Well, for the nearly 1.5 million residents and hundreds of thousands of visitors of the islands, it was anything but relaxing for thirty-eight terrifying minutes on January 13th. What happened? An employee of Hawaii’s Emergency Management Agency accidentally pushed the wrong button and sent out an emergency alert to every Hawaiian resident and vacationer, as well as to TVs and radios that read:
Now we don’t know about you, but we’d be panicking and running for the closest shelter if we saw a message like that, wouldn’t you?
Although many officials took to Twitter shortly after the message was sent out to correct the mistake, the official “false alarm” message took over thirty minutes to reach the people of Hawaii, causing confusion and widespread panic throughout the islands.
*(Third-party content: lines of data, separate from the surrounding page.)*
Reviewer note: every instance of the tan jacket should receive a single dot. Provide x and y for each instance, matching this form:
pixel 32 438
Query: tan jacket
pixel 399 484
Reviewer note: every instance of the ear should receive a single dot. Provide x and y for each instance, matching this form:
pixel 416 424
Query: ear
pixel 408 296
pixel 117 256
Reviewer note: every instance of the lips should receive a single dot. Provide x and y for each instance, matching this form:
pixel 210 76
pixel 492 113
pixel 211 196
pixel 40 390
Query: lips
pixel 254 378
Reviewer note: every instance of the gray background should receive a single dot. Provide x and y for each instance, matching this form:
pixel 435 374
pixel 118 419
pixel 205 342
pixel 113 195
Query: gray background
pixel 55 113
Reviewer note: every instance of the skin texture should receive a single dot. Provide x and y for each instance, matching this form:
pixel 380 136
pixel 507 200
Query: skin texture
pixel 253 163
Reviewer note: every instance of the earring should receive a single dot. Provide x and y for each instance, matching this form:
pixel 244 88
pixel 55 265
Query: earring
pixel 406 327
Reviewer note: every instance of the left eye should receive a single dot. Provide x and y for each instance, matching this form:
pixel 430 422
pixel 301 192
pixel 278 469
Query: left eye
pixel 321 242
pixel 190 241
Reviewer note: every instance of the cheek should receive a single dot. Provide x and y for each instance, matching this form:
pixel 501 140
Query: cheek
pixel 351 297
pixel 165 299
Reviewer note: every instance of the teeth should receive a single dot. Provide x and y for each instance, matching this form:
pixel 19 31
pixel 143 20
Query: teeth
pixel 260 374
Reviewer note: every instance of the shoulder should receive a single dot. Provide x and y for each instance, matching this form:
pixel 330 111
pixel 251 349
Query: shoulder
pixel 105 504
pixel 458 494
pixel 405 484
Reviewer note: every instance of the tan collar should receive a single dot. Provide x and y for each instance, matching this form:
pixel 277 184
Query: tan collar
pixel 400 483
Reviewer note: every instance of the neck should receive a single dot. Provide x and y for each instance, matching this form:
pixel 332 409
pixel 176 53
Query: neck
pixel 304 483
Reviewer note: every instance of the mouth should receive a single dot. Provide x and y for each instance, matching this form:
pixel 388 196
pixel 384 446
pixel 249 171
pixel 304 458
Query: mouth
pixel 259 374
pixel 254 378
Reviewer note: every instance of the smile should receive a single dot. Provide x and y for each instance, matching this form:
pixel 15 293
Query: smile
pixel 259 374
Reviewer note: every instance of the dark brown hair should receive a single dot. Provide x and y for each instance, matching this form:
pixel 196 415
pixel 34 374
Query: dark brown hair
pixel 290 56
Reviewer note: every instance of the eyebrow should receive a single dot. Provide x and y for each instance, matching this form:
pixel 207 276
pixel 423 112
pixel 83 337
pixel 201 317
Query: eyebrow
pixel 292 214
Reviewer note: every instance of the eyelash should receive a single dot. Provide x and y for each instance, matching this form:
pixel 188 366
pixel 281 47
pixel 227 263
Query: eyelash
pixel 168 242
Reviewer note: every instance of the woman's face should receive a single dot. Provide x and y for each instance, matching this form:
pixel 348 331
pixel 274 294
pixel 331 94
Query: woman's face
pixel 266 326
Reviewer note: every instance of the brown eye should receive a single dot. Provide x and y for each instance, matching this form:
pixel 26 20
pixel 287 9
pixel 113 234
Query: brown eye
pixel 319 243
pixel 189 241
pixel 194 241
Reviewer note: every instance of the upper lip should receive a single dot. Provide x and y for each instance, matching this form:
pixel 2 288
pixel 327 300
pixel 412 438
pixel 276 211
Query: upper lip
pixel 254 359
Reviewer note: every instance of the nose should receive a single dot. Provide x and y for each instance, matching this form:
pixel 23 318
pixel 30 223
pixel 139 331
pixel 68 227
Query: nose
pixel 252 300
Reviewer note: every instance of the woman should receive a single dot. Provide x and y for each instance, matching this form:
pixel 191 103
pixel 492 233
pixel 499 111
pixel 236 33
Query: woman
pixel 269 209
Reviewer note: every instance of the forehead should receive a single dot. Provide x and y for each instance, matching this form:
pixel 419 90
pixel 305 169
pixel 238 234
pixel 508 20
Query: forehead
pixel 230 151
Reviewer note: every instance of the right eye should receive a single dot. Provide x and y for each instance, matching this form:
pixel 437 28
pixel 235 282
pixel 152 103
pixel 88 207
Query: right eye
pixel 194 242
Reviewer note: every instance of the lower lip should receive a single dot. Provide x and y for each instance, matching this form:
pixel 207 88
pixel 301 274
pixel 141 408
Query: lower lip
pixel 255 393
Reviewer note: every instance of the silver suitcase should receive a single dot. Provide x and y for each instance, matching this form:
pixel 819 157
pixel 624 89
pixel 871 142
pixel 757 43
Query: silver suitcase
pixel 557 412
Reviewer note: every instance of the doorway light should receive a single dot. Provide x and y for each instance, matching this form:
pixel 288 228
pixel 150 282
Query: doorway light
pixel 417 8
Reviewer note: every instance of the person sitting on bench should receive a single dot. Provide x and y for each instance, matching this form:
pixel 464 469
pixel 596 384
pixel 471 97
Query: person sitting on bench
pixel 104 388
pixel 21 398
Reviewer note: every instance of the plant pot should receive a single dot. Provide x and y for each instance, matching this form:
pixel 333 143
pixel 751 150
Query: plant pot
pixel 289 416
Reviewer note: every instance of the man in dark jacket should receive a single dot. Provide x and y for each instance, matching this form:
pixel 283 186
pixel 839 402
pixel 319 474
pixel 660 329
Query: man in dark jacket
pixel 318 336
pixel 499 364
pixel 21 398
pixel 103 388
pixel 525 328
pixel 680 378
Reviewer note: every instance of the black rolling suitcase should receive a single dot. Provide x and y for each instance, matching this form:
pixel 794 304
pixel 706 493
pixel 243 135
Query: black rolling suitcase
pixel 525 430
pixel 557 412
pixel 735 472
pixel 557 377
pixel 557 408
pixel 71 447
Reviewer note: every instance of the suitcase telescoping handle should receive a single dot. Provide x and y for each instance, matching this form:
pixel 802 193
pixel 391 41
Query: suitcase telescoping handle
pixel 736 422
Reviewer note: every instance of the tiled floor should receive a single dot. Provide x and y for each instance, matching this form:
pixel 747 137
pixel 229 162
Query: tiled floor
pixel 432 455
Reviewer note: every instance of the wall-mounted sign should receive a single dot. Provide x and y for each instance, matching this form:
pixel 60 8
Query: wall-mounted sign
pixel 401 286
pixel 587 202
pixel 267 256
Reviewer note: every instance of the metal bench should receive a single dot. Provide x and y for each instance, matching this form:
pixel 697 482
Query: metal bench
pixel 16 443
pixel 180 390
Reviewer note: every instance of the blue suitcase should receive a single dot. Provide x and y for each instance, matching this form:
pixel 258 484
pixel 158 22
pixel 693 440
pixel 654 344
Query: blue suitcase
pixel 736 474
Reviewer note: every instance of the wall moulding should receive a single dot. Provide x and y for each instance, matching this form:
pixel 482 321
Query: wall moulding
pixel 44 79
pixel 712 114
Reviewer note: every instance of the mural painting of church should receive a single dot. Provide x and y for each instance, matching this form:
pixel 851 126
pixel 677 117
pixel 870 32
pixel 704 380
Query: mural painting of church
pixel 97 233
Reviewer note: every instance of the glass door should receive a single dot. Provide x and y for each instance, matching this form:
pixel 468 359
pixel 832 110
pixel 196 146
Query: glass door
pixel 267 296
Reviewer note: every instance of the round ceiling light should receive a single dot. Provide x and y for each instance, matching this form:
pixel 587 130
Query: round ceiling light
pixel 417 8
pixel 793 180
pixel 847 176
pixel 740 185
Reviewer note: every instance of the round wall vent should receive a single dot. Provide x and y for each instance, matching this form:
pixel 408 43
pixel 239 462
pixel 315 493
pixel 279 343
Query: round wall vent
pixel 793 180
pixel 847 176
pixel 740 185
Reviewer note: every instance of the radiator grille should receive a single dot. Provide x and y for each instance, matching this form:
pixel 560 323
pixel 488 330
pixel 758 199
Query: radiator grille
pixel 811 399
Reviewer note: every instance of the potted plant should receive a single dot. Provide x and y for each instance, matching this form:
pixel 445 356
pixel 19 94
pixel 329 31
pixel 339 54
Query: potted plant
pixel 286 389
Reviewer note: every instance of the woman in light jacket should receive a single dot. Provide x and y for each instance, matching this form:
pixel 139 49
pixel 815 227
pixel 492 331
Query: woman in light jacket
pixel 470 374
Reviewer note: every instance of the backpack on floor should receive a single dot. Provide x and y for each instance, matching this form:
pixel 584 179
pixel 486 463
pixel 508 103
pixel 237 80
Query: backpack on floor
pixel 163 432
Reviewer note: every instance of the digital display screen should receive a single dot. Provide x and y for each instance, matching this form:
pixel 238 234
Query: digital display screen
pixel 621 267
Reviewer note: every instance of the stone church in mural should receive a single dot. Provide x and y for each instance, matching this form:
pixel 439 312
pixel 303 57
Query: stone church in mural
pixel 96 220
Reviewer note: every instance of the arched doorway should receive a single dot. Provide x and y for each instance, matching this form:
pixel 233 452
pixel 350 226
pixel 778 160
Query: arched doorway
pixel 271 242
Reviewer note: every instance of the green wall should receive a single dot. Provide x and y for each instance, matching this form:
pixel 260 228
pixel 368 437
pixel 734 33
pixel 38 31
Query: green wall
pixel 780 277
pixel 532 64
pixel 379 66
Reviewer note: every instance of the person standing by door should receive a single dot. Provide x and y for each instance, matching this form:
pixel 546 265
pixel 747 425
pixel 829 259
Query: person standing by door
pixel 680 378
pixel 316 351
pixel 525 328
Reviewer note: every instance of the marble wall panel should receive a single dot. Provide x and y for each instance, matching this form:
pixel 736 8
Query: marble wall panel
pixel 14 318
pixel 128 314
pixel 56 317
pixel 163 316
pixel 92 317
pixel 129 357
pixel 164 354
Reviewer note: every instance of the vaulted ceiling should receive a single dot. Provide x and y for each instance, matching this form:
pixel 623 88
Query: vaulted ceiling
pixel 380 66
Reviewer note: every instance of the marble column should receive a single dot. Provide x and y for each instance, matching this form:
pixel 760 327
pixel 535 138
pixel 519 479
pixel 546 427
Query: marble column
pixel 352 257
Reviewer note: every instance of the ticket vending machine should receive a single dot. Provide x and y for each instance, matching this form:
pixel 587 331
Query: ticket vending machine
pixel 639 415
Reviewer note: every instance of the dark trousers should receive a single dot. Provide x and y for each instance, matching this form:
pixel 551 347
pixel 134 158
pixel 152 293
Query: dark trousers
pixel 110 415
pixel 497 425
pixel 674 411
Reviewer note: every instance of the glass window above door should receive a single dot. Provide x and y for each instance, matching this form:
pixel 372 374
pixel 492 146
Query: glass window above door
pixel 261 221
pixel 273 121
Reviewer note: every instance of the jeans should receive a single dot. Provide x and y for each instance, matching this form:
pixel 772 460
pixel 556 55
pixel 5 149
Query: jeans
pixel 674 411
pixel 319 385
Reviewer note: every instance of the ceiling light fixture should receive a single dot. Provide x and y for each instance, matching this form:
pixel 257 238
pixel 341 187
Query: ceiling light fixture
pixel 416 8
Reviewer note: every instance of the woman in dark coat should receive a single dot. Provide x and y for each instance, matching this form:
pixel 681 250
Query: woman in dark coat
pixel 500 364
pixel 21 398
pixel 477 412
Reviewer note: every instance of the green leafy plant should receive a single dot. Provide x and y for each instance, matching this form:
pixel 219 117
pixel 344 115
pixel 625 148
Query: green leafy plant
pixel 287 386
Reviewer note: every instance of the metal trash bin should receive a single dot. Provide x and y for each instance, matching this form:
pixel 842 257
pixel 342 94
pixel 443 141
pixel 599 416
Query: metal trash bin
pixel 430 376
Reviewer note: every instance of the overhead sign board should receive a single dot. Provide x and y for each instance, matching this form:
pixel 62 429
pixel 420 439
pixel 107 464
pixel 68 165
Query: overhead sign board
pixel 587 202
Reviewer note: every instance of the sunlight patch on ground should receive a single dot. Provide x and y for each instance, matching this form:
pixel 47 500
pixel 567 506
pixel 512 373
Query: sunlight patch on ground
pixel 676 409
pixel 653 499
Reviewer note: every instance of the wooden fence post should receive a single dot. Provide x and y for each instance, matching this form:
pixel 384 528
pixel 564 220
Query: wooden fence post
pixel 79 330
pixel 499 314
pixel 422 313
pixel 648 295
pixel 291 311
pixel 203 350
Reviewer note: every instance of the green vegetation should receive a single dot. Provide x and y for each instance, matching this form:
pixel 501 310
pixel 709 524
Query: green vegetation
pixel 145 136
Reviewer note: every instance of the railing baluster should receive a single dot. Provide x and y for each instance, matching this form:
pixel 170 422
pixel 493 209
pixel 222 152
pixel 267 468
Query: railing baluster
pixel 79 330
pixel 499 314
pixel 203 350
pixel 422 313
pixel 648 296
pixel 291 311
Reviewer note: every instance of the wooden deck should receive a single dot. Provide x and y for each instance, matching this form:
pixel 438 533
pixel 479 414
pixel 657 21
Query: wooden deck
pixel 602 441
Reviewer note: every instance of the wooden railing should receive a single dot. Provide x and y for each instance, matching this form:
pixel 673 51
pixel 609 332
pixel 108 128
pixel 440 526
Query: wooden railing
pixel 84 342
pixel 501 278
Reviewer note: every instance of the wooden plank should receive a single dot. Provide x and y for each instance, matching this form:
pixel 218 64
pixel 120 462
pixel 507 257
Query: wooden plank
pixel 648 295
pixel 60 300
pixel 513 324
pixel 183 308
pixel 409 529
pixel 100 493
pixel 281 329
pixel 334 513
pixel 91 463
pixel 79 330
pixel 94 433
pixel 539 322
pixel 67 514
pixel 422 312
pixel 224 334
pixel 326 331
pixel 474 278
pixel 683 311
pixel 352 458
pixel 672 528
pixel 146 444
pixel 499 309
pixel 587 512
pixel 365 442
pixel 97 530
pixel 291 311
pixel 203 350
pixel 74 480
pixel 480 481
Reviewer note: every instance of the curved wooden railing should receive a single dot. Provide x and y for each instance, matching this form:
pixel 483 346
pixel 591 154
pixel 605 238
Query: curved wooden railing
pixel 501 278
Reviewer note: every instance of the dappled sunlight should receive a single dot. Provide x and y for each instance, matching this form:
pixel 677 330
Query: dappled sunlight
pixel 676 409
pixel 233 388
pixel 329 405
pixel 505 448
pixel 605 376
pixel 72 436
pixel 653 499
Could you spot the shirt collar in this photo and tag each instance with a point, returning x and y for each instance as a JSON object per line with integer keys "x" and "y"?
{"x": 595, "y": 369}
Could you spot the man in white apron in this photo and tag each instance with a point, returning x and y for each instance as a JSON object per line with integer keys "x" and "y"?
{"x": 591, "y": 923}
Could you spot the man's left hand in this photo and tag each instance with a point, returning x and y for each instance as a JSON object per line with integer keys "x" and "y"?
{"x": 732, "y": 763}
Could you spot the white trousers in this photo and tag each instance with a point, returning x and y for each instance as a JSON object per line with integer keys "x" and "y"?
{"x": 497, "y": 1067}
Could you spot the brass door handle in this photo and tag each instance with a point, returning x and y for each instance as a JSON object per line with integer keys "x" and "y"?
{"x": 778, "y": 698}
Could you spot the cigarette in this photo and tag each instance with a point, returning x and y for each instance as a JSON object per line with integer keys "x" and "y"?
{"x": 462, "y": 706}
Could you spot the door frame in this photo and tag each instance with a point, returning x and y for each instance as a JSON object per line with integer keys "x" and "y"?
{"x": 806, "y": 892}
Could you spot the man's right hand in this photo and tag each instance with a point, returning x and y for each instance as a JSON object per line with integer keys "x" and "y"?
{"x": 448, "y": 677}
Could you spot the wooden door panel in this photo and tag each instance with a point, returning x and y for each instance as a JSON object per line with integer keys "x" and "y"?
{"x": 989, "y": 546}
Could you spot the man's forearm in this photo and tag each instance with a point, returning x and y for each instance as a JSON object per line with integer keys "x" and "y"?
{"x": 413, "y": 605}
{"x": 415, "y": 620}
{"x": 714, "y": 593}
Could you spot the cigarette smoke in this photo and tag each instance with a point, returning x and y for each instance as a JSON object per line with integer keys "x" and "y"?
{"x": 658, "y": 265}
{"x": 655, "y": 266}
But why was this ballistic missile threat message even ready to be sent in the first place? Over the last few months, the state of Hawaii has been on high alert of possible missile threats as tensions between the United States and North Korea have grown. Threats have been exchanged by the leaders of both countries, with North Korea at one point even noting that President Trump’s previous tweets meant that he was declaring war on North Korea.
Mistake or not, this false alarm was a huge wake-up call for Hawaii’s Emergency Management Agency and what they needed to do to make sure something like this doesn’t ever happen again. Unfortunately, mistakes do happen (it happened in Japan just a few days later!), but hopefully these mistakes are less and less frequent as better systems and protocols are put into place.
What would you do to make sure that emergency alert systems are not sent out by mistake?